Transcriber

type access

  • Operating System:

  • Terminal:

  • Shell:

  • Editor:

  • Package Manager:

  • Programming Language:

  • Utility:

  • Extension:


This utility is used to make a transcription of a voice or video recording, using the Whisper large language model from OpenAI. On top of this the utility uses WhisperX to add speaker diarization.

Input Format

The app can process .mp3, .mp4, .m4a, .wav and .mpg files.

Output Format

Output Folder

By default the transcript files are saved in /Jobs/Transcriber/<job-id>/out. The user can select another directory using the corresponding optional parameter.

App Parameters

From the application's job submission page the user may specify a number of optional parameters, as needed:

  • Initialization:
    Allows the user to run a Bash script (*.sh) with initialization code. This could be useful, for example, to pre-process audio files before transcription.

  • Input file:
    A single file which will be transcribed by Whisper. This optional parameter is suitable if the user only needs Whisper to transcribe one file in the job.

  • Input directory:
    The directory containing the file(s) which will be transcribed by Whisper. This optional parameter is suitable if the user needs Whisper to transcribe more than one file in the job. Output files are generated for each file in the 'Input directory'.

  • Option --output_dir:
    If the user wants the output files to be saved somewhere else than the default output folder, the desired folder is specified here.

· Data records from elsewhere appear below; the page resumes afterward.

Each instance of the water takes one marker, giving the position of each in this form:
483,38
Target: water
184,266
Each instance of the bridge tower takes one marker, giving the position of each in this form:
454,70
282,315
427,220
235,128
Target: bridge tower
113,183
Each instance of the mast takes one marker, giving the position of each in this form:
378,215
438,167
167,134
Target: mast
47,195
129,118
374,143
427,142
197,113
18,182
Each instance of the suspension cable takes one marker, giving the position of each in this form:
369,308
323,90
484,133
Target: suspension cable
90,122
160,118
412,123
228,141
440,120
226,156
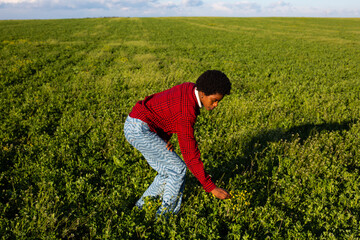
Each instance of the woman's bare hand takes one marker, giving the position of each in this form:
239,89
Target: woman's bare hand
220,193
169,146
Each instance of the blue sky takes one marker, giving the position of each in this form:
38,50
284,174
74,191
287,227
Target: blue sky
53,9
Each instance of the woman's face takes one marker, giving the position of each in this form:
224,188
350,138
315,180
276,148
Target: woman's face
210,102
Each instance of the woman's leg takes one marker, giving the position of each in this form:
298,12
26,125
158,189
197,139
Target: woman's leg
170,181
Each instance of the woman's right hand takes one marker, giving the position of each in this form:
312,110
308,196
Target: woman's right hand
220,193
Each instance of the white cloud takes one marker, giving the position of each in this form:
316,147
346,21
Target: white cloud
192,3
221,7
243,7
153,8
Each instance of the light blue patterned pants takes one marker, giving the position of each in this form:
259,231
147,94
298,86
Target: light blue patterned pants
170,182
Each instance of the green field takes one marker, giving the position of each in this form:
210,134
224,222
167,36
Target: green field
285,142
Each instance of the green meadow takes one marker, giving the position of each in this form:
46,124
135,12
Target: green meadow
285,142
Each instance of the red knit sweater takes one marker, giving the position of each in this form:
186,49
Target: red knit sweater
175,111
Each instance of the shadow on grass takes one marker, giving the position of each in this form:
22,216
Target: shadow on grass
258,146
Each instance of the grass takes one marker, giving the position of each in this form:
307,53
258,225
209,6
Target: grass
285,142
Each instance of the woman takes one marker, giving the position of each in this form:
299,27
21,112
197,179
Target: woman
151,124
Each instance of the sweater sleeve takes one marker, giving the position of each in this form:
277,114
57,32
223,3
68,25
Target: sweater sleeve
189,148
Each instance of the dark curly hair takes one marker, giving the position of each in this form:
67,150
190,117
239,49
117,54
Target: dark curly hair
212,82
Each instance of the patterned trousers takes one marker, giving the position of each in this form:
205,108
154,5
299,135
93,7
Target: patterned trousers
170,181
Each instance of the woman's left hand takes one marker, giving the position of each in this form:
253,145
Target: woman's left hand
169,146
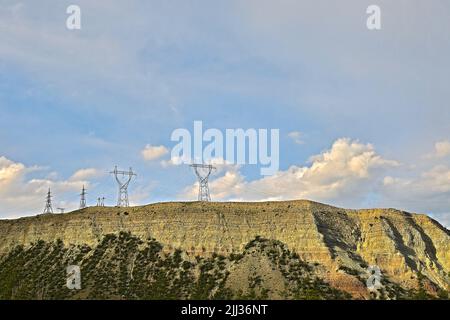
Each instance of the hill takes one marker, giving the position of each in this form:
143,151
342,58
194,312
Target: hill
193,250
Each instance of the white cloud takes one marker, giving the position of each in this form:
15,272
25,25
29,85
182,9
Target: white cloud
343,173
85,174
441,150
154,152
296,136
22,195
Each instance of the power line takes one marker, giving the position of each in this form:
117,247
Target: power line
48,204
122,200
203,171
83,198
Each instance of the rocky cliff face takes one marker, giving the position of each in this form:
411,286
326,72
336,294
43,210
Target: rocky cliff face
412,251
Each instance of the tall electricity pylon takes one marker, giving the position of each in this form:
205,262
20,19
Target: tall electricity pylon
123,183
48,203
203,171
83,198
101,202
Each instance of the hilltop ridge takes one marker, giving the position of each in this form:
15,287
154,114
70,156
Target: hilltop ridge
412,250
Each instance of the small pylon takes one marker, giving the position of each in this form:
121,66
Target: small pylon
48,203
83,198
203,171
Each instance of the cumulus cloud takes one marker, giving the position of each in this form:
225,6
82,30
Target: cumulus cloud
154,152
344,172
441,150
23,195
85,174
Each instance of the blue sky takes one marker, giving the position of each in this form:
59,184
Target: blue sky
371,107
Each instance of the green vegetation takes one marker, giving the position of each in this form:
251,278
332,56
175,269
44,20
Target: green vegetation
123,266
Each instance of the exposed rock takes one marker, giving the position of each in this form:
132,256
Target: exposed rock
343,243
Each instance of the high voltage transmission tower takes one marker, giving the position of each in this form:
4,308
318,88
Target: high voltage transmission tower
101,202
48,203
203,171
83,198
123,183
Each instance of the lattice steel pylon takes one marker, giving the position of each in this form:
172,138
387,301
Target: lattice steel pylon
203,171
122,200
83,198
48,203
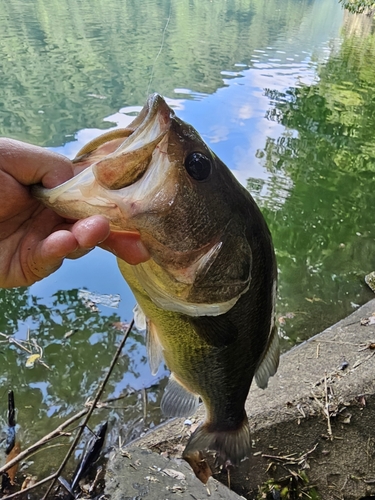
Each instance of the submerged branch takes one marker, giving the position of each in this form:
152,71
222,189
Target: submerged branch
90,411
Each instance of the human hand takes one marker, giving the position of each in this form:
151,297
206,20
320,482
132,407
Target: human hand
33,239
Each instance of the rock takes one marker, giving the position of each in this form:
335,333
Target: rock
313,429
142,474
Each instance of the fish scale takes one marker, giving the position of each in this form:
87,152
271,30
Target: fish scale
207,294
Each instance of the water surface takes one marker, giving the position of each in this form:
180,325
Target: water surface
283,96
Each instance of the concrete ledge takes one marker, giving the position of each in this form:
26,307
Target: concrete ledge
313,429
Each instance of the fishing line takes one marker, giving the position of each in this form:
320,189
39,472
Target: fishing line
161,48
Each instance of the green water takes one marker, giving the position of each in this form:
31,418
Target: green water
283,95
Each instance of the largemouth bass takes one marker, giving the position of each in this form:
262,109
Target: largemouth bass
206,296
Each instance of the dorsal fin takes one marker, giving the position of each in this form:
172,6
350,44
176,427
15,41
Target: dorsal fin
178,401
140,320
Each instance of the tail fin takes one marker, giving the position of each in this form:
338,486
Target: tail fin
229,448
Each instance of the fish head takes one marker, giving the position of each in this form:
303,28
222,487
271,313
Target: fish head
159,178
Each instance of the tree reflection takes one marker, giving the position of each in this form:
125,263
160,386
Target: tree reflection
320,200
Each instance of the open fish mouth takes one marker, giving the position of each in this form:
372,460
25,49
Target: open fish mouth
115,162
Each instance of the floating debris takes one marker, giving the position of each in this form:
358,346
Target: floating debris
370,280
91,299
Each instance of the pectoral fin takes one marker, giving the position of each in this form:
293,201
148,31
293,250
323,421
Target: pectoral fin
217,331
178,401
154,348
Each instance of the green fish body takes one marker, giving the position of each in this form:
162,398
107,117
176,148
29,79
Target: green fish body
207,295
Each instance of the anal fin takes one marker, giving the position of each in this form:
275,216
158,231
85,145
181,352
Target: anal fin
178,401
230,447
270,361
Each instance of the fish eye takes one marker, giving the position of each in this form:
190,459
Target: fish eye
198,166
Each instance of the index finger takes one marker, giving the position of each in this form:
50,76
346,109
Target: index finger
30,164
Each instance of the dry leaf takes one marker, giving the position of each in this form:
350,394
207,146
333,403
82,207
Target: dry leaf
31,360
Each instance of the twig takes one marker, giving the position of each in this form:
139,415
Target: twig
56,433
90,411
325,407
329,428
290,459
39,483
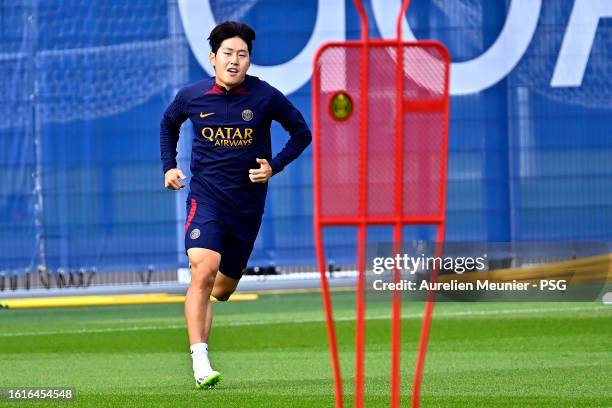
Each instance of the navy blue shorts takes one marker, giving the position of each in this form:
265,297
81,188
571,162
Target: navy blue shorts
232,236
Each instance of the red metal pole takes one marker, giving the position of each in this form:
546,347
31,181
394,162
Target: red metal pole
424,338
363,194
396,318
318,235
429,305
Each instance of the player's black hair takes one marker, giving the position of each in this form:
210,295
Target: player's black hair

  • Option --output_format:
    The file format of the output. See details above. The default is that all the output formats are generated and saved.

  • Option --model:
    The model which Whisper will use for the transcription. The default is large-v3, i.e., the largest, and most accurate model. The model large-v3-turbo is faster to use, but when transcribing Danish the accuracy is not as good as when using the large-v3 model. Using a smaller model will make the transcription process faster at the cost of accuracy.

  • Option --language:
    Selecting a specific language forces Whisper to transcribe the input file(s) in that language. If no language is selected, Whisper tries to recognize the language.

  • Interactive mode:
    Allows the user to select whether Whisper should run interactively (by setting the parameter value to true). If the job is entered in interactive mode, the user can access the app terminal or web interface. The latter gives access to a JupyterLab workspace to run notebooks. The default setting is a non-interactive mode.

  • Archive password:
    This will AES encrypt and password-protect the ZIP output archive. The user must specify a password for the archive as a text string.

  • Option --min_speakers:
    If the number of speakers is known in advance this option can be used to set the minimum number of speakers. Using this configuration option may in some cases increase the accuracy of the speaker diarization.

  • Option --max_speakers:
    If the number of speakers is known in advance this option can be used to set the maximum number of speakers. Using this configuration option may in some cases increase the accuracy of the speaker diarization.

  • Option --merge_speakers:
    This option will enable merging of consecutive text entries from the same speaker into one entry in a set of additional output files postfixed with _merged.

General Considerations

When using the Transcriber app, there are a few things to keep in mind:

  • In general, larger models yield more accurate transcription results but also take longer to run. The user should therefore be sure to allocate enough time for the job, and/or extend the job lifetime if necessary.

  • Running Transcriber on a GPU node is considerably faster than running it on a CPU node. However, the app can only use one GPU at a time. Therefore, users should only allocate single-GPU machines (i.e., *-gpu-1 machines) to their Transcriber jobs.